Seasonal affective disorder (SAD) is a type of depression that comes and goes with the seasons. It is also known as “winter depression” because the symptoms are usually more severe during the winter months, when there is less sunlight. However, some people with SAD may experience symptoms during the summer months instead.
The exact cause of SAD is unknown, but it is thought to be related to changes in the amount of sunlight exposure. Sunlight helps to regulate the production of melatonin, a hormone that plays a role in sleep and mood. People with SAD may produce too much melatonin during the winter months, which can lead to symptoms of depression such as fatigue, difficulty sleeping, and loss of interest in activities.
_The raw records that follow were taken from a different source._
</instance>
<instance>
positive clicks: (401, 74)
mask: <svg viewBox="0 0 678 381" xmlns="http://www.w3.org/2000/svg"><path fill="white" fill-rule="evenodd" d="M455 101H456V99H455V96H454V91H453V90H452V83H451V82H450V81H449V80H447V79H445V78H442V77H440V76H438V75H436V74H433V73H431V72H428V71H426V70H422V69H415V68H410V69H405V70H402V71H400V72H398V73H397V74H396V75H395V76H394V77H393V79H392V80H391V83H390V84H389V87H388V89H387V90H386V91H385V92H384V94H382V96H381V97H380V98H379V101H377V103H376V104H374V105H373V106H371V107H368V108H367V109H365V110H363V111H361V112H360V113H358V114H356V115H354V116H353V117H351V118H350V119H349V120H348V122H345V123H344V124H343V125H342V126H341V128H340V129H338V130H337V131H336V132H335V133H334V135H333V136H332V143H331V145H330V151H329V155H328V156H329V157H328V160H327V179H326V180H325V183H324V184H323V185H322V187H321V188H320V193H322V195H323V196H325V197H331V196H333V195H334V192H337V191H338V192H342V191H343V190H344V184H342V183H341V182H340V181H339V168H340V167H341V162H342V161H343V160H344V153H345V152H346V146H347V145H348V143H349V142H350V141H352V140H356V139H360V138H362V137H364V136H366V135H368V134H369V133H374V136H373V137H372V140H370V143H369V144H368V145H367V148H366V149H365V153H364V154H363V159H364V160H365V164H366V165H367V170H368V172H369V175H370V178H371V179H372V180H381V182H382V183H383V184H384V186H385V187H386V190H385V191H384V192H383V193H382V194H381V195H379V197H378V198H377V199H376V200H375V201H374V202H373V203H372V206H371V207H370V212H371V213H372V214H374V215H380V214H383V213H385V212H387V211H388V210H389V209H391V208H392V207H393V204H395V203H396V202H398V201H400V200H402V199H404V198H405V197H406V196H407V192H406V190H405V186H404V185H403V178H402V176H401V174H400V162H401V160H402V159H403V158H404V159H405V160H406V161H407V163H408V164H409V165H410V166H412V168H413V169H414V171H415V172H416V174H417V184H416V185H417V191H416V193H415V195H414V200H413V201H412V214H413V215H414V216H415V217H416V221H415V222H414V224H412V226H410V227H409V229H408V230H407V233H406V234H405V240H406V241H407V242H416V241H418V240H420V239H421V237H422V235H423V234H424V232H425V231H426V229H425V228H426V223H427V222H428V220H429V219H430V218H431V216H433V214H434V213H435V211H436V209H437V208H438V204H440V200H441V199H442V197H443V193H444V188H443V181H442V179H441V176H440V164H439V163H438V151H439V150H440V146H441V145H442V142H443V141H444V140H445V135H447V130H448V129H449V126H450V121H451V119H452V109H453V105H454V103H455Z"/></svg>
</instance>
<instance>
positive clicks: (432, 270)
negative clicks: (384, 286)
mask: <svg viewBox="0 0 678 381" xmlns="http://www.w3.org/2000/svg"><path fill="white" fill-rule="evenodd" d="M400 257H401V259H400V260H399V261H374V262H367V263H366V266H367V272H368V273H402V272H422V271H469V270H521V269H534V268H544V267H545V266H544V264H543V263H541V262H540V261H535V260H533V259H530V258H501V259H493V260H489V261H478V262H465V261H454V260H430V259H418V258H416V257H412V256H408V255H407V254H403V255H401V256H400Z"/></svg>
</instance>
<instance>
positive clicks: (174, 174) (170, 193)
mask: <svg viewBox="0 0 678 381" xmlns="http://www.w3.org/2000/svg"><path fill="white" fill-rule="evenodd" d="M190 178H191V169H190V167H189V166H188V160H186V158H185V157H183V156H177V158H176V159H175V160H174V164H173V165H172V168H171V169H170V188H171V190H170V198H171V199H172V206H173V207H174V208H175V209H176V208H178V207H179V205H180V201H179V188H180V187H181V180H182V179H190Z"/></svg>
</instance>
Other factors that may contribute to SAD include:
- Family history of depression
- Living in a region with less sunlight exposure
- Working indoors
- Having a chronic illness
- Experiencing major life changes
The symptoms of SAD can vary in severity and from person to person. Common symptoms include:
- Feeling low or depressed
- Loss of interest in activities you once enjoyed
- Feeling tired and lacking energy
- Sleeping too much or having trouble sleeping
- Changes in appetite, such as overeating or undereating
- Difficulty concentrating
- Feeling hopeless or guilty
- Thoughts of suicide
Here are some signs to look out for in your that may mean a colleague is suffering from SAD
- They may seem more withdrawn or irritable than usual
- They may have difficulty meeting deadlines or completing tasks
- They may take more sick days or leave early from work
- They may seem less interested in their work or their colleagues
If you notice any of these changes in your colleague, it is important to reach out to them and offer your support. Let them know that you are there for them and that you are willing to help in any way that you can. As an employer, there are many more things you can do to help an employee who is suffering from seasonal affective disorder (SAD):
- Be understanding and supportive. Let your employee know that you are aware of SAD and that you are there to help. Encourage them to talk to you about how they are feeling and what you can do to support them.
- Make sure your employee has access to light. If possible, try to arrange their workspace so that they have access to natural light. If this is not possible, you can provide them with a light therapy lamp.
- Encourage your employee to take breaks and get outside. This will help them to get some sunlight and fresh air, both of which can improve mood.
- Be flexible with work hours and deadlines. If your employee is struggling to cope with their SAD, they may need some extra time or support to complete their work.
- Encourage your employee to seek professional help. If their SAD is severe, they may need to see a doctor or therapist for treatment.
- Encourage your employee to take care of themselves. This includes eating a healthy diet, getting enough sleep, and exercising regularly.
- Create a positive and supportive work environment. This can help to improve your employee’s mood and make it easier for them to cope with their SAD.
- Educate yourself about SAD. The more you know about SAD, the better equipped you will be to help your employee.
It is also important to remember that your colleague may not want to discuss his or her personal details or medical conditions with you and they are not legally obliged to do so. When encouraging someone to open up about their mental health, don’t pressurise them; actively listen to the person by giving them your undivided attention. Leave any questions or comments until the person has finished, so you don’t interrupt them. Once someone knows they’re being given the space and time to talk, they’re more likely to open up. SAD is a real medical condition. It is not something that your employee can just “snap out of.” Be patient and understanding, and offer your support in any way that you can.